Android Application Architecture
Android’s architecture encourages component reuse, enabling you to publish and share Activities, Services, and data with other applications, with access managed by the security restrictions you define.
The same mechanism that enables you to produce a replacement contact manager or phone dialer can let you expose your application’s components in order to let other developers build on them by creating new UI front ends or functionality extensions.
The following application services are the architectural cornerstones of all Android applications, providing the framework you’ll be using for your own software:
- Activity Manager and Fragment Manager —Activities and Fragments are used to define the user interface of your apps. The Activity and Fragment Managers control the life cycle of your Activities and Fragments, respectively, including management of the Activity stack (described in Chapters 3 and 5).

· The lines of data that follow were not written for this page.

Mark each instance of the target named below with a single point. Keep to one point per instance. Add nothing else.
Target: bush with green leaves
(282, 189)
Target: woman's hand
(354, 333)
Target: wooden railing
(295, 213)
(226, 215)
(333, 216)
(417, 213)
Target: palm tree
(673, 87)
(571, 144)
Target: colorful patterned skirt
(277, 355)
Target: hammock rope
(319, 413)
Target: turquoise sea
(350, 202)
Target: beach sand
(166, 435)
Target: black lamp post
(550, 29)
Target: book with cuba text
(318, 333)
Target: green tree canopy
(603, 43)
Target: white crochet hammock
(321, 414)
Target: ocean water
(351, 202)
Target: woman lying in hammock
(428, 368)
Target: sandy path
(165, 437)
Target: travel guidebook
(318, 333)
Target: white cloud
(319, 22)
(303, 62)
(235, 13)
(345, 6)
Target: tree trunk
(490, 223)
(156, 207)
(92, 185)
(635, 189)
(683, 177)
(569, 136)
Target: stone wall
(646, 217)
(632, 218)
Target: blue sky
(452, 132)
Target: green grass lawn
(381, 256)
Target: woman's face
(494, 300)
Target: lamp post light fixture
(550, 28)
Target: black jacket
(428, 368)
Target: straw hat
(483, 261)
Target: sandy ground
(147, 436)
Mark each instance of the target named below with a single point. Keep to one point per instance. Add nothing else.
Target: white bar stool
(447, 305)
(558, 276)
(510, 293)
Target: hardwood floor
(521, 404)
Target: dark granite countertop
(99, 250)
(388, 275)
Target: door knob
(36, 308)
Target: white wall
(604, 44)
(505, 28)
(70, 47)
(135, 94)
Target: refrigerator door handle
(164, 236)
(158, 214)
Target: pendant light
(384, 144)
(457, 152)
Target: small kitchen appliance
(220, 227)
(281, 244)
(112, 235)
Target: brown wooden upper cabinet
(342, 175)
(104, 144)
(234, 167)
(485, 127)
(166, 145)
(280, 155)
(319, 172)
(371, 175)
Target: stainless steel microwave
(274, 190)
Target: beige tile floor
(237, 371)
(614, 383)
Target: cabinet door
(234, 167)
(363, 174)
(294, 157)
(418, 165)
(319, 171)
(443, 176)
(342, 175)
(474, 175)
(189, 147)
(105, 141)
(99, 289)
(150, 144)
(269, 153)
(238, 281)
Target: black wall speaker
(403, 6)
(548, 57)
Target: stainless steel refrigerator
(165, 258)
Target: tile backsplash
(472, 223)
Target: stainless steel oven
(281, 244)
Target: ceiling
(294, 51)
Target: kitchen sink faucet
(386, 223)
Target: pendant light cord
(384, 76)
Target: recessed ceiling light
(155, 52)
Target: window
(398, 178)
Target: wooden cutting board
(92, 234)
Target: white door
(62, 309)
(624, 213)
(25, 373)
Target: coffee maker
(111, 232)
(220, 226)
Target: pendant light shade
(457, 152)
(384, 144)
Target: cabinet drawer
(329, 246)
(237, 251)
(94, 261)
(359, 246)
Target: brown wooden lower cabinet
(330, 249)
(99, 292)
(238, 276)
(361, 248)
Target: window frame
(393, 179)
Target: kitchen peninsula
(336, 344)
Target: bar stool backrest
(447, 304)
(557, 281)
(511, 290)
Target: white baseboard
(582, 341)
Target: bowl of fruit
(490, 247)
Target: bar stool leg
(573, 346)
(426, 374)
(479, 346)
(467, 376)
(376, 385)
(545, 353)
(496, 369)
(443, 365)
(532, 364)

- Views —Used to construct the user interfaces controls within your Activities and Fragments, as described in Chapter 5.
- Notification Manager —Provides a consistent and nonintrusive mechanism for signaling your users, as described in Chapter 11.
- Content Providers —Lets your applications share data, as described in Chapter 10.
- Resource Manager —Enables non-code resources, such as strings and graphics, to be externalized, as shown in Chapter 4.
- Intents —Provides a mechanism for transferring data between applications and their components, as described in Chapter 6.
Android Libraries
Android offers a number of APIs for developing your applications. Rather than list them all here, check out the documentation at developer.android.com/reference/packages.html
, which gives a complete list of packages included in the Android SDK.
Android is intended to target a wide range of mobile hardware, so be aware that the suitability and implementation of some of the advanced or optional APIs may vary depending on the host device.